Sluštice () is a municipality and village in Prague-East District in the Central Bohemian Region of the Czech Republic. It has about 700 inhabitants.

Etymology
The name Sluštice is derived from sluha (meaning "servant"). The meaning of the name is "village of servants".

Geography
Sluštice lies about  southeast of Prague. It is located in the Prague Plateau. The Výmola brook flows through the municipality.

History
The first written record dates back to 1223 when the village was a property of Mstidruh of Sluštice. The parish church was founded in 1223, the stronghold was first mentioned in 1416.

In 1519 it was bought by Marta Pechancová of Bezděkov. At that time the stronghold was not inhabited, the village was controlled from Královice and Křenice and the local stronghold ceased to exist. The village of Sluštice belonged to the Královice and Křenice estates.
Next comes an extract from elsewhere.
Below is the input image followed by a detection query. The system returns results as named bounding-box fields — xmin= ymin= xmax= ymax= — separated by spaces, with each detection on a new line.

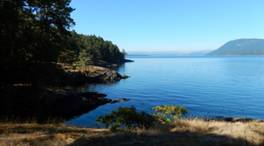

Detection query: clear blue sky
xmin=71 ymin=0 xmax=264 ymax=52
In 1623 (at the time of the Thirty Years' War) Sluštice was confiscated, sold to the Prince Karl I of Liechtenstein and incorporated into the estate of Škvorec with which it shared its fate.

Sights
The Church of Saint James the Great was built in the Baroque style in 1746–1749, after the original Gothic church from the 13th century was badly damaged by a fire in 1716. The roof and a part of the façade of the church were restored in 2006.

In popular culture
In the school building a part of the comedy The Snowdrop Festival was filmed.